To make a fossil, you generally need body parts that take a long time to decay, so that the long, often rigorous fossilization process has time to take place without destroying the remains. Most fossils are bone, tooth, shell, and claw; soft body parts require exceptional fossilization circumstances.
Squids consist mostly of soft body parts. The one exception is their hard, chitinous beak.
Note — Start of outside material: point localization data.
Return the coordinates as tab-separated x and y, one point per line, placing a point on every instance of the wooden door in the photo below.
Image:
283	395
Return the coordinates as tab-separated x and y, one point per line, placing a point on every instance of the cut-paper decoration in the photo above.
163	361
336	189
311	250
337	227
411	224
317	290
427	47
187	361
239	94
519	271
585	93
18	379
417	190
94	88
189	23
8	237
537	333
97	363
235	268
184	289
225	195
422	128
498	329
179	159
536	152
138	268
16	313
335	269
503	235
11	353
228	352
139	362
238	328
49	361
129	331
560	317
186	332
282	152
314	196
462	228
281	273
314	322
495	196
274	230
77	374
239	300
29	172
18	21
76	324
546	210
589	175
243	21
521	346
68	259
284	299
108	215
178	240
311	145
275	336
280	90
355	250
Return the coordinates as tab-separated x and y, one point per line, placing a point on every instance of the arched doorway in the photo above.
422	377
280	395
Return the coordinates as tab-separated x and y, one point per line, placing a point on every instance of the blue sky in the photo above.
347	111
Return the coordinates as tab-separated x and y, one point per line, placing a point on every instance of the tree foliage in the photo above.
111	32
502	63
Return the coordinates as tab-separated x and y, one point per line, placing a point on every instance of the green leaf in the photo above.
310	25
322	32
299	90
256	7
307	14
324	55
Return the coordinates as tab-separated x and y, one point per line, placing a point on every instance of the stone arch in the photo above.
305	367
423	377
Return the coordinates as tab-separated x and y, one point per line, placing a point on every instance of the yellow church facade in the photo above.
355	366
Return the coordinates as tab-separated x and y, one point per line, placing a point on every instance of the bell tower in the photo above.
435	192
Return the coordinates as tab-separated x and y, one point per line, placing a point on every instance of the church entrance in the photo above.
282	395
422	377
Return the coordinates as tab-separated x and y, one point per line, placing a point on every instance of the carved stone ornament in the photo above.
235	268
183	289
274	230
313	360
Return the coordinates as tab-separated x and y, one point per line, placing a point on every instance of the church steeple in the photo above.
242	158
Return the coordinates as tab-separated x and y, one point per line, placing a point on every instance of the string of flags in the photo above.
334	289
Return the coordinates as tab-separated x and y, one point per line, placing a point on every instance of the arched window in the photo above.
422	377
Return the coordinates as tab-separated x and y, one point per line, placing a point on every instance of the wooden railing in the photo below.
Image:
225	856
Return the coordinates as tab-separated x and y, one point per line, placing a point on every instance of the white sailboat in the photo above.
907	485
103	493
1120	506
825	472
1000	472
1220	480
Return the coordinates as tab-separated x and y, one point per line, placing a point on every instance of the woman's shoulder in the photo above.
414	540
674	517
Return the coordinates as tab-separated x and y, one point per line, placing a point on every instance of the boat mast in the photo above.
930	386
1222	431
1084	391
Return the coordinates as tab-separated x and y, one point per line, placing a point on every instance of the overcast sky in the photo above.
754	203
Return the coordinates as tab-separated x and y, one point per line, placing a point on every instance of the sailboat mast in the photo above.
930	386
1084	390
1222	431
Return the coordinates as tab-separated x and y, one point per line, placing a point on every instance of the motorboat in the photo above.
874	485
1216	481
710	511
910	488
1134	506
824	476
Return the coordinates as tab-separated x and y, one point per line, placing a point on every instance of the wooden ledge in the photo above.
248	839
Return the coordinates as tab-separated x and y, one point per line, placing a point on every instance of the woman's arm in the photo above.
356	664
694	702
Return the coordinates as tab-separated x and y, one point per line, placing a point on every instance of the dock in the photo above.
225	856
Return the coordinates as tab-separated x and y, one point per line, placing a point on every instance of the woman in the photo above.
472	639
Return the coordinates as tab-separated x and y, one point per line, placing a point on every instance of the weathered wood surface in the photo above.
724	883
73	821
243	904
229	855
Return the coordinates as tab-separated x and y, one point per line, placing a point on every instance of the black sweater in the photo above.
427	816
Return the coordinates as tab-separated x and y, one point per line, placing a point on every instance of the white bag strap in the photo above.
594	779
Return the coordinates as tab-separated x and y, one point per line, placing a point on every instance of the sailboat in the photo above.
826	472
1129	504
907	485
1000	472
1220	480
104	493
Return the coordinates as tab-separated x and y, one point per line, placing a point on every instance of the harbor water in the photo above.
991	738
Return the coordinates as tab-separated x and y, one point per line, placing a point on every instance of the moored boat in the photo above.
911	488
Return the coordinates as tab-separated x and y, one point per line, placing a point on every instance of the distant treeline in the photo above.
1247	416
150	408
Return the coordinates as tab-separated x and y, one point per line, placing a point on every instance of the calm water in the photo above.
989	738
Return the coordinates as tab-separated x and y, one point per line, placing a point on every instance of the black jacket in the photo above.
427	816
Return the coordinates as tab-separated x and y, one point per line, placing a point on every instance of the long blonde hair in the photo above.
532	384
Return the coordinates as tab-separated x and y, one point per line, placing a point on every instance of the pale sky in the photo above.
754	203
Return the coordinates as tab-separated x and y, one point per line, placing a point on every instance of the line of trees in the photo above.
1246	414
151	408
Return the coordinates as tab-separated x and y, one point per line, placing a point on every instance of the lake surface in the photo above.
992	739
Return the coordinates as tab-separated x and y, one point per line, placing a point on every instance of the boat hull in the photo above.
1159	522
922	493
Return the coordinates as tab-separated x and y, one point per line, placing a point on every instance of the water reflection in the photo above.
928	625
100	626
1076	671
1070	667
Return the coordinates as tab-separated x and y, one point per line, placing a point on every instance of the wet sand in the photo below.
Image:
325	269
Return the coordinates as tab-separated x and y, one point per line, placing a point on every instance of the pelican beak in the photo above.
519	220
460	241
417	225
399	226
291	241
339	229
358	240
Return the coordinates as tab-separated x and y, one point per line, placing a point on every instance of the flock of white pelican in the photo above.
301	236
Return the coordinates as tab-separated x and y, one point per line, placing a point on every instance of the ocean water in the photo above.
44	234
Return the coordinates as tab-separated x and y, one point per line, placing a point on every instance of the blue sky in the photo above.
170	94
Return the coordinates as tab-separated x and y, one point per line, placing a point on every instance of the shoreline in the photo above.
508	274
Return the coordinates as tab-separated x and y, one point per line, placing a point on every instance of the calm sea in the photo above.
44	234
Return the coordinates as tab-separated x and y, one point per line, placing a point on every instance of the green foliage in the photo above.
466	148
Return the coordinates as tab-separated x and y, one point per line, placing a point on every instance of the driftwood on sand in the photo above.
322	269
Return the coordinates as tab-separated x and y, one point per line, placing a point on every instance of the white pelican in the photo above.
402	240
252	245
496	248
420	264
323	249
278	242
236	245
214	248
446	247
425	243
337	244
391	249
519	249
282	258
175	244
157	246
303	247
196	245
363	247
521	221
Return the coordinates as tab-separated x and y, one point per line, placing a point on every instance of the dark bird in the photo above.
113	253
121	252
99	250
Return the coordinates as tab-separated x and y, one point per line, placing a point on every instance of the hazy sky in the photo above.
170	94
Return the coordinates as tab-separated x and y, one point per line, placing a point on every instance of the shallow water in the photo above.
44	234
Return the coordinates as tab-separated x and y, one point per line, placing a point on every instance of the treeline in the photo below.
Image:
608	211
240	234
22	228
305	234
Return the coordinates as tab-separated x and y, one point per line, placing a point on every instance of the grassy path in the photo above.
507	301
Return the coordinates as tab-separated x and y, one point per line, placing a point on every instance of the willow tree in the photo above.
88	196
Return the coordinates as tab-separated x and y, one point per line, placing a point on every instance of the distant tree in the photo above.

Squid beaks that manage to survive on the fossil record of Earth's history would be vital for understanding how these fascinating cephalopods – a group of animals that includes octopuses, nautiluses, and cuttlefish – emerged and evolved over their 500 million years on this Earth.
Prior to this study, only one single fossilized squid beak had been found. Many small marine fossils, however, are deposited in jumbled assemblages that are difficult to extract and study.
To discover their remarkable beak assemblage, the researchers turned to a technique called grinding tomography. Basically, scientists gradually sand away a rock sample, thin layer by thin layer, imaging each layer in high resolution as they go.
The sample itself is destroyed. But the resulting images can then be compiled digitally to reveal the interior contents of the rock in three dimensions – including highly detailed, 3D reconstructions of the fossils therein, which usually would only be accessible in two-dimensional slices.
Ikegami and his colleagues used this technique to reconstruct a piece of fossil-riddled rock dating back to around 100 million years ago. Inside was a dense assemblage of animal remnants, including some 1,000 cephalopod beaks, among which the squid beaks emerged.
These beaks were tiny and thin, ranging in length from 1.23 to 19.32 millimeters, with an average length of 3.87 millimeters, about 6 percent of the size of the only previously known fossil squid beak. The minimum thickness of these beaks was always less than 10 micrometers, the scientists found.
"These results show that numerous squid beaks are hidden as millimeter-scaled microfossils and explain why they have been overlooked in previous studies," the scientists write in their paper.
Based on these results, the researchers inferred that the Cretaceous squid biomass would have far exceeded the biomasses of fishes and ammonites, and that squid diversification had absolutely exploded by around 100 million years ago.
This is in stark contrast to the previous assumption that squids only began to thrive on Earth after the mass extinction that brought about the end of the dinosaur age, some 66 million years ago.
"These findings change everything we thought we knew about marine ecosystems in the past," says paleontologist Yasuhiro Iba of Hokkaido University. "Squids were probably the pioneers of fast and intelligent swimmers that dominate the modern ocean."
The research has been published in Science.